September 29, 2006

The Error of Our Ways

I was going to post this at Tom Benjamin’s Weblog, but felt it was going on too long and it fits better on this website than anywhere else. It would appear Tom is getting all the good discussions lately.

True. The question is whether the NHL season is long enough for us to get an idea of an individuals' true talent level from those results. I tend to think that it is - I give a lot more credence to the teammate line than the sample size line. If the sample sizes were too small to give any indication, you'd see drastically different lists of scoring leaders each season. You don't. Tyler (mc79hockey)


Error is pervasive in hockey, most specifically because goals are so low. You can easily approximate error for plus and minus statistics by using a simple binomial formula sqrt(n*p*(1-p)) where n is seconds on ice, and p are goals/second. For the average player n = 50000s and p=0.00071003G/s and their minus or plus statistic for that matter is ± 12. One can approximate the accuracy of the plus-minus statistic by using the simple sqrt(122+122) = 17, suggesting the plus minus statistic has a range of around ± 17. Of course this isn't perfect, as it's the error for a binomial distribution (hockey is arguably Poisson), but it's the best I can quickly do. What it really comes down to is that 35 scoring events don’t constitute very good information. Think about flipping a coin 70 times: you expect 35 heads, but you’re going to get 35 ± 8 95% of the time, would this make heads more likely if you get 40 heads vs. 30 tails, no it would just appear that way.

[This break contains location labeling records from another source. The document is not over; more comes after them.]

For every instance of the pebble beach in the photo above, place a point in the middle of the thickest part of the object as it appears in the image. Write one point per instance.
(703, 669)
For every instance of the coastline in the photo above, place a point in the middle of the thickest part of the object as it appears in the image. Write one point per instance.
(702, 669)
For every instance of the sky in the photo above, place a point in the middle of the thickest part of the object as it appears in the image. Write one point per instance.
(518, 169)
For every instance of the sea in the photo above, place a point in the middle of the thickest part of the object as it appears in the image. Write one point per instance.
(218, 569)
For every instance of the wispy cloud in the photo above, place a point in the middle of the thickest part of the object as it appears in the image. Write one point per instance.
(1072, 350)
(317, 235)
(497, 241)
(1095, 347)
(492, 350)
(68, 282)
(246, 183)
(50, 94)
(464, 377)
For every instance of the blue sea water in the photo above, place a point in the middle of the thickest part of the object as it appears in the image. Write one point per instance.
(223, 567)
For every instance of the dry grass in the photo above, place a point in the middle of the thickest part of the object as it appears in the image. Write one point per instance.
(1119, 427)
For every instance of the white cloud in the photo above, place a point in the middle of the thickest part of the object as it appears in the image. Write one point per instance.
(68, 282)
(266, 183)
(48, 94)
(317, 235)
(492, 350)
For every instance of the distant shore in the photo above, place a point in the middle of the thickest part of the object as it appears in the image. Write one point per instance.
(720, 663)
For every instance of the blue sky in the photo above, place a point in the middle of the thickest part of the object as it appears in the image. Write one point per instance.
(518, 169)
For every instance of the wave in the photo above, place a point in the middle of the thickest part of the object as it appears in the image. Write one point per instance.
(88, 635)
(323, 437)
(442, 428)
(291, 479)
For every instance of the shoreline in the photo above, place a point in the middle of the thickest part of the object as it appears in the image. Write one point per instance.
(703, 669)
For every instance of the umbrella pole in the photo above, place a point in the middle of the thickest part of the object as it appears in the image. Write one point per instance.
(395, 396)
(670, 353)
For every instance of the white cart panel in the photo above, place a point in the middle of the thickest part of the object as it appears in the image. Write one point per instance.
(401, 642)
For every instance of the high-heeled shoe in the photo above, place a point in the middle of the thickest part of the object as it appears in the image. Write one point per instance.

One cannot easily fix this error by looking at shots as opposed to goals (as shots occur at a relatively constant rate for each player), the results are similar: ± 12, playing less reduces the error slightly, but reduces the goals by even more increasing thee percent error from 12/35 = 35% error, to 8/17 = 46% error. Shots per second are more useful as there are 10 times as many shots as goals, this works out to 350 ± 18 or an excellent 5% error. You might actually get some reproducible results with this information. Problem of course is not all shots are equal, not all shots are bad. We would likely be in agreement if I said a shot from greater than 60’ out has almost no chance (~2%) of going in the net and 30’ constitutes a reasonably bad distance to shoot from (~5%). Of course this isn’t the same for all players. This general information generated interesting analysis at Hockey Analytics, which basically leads to a binary logistic regression. This regression provides information about the likelihood of each shot going in. As I showed in this study these shots against are good measures of defense (they ignore quality of goaltending as well). Problem is they appear to be a poor measure of offense (although after going through the offense error today I might re-analyze how poor). However the regression and the analysis (as most people have already discovered) leave much to be desired, a 14’ shot could be a break away or just a soft throw at the net. There’s no way to tell on a score sheet. The distances recorded by the NHL are significantly flaws (distance from backboards mean nothing to me), they’re good approximations, but unless you get real x and y coordinates you’re data has more error as a result of these problems. In order to understand this error I need to understand logistic regressions better.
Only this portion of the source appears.